Meine Beine schleiften mich müde die Treppenstufen zu unserer Haustür hoch. Meine Zähne klapperten bereits hektisch aufeinander, ich war mal wieder komplett durchnässt. Diese Jahreszeit war furchtbar. Nass und kalt. Meine FInger pressten rasch den Klingelknopf nach hinten und ich wartete ab. Das Geräusch schwerer Schritte drang nach draußen und ich wich erschrocken zurück, als Nialls Gesicht erschien.

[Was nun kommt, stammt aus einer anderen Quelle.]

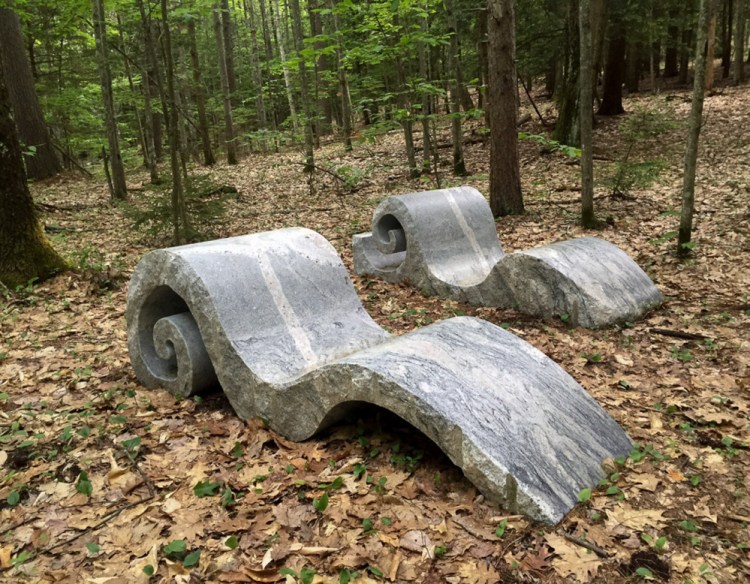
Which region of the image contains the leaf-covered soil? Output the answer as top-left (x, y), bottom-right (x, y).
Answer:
top-left (0, 83), bottom-right (750, 583)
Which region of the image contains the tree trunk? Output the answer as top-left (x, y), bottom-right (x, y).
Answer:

"N-Niall, du?!" ungläubig sah ich ihn an, bis ich mich mit dem Gedanken anfreundete, den vor Verwunderung geöffneten Mund zu schließen.

"Hi Lisi." lächelnd zog er mich in eine feste Umarmung und ich erwiderte seine Zufriedenheit. "Deine Mum hat mich eben abgeholt. Sie wartet übrigens im Wohnzimmer auf dich." er lies mich los und vollkommen wach befreite ich mich von meinem durchnässten Mantel und den ertränkten Schuhen.
Neugierig lief ich durch den Flur und entdeckte die versammelte Familie auf dem Sofa.

"Hallo," murmelte ich leise und brachte einen leichten Wink zu stande.

"Elisabeth, setz dich." Scott rückte freundlich lächelnd zur Seite.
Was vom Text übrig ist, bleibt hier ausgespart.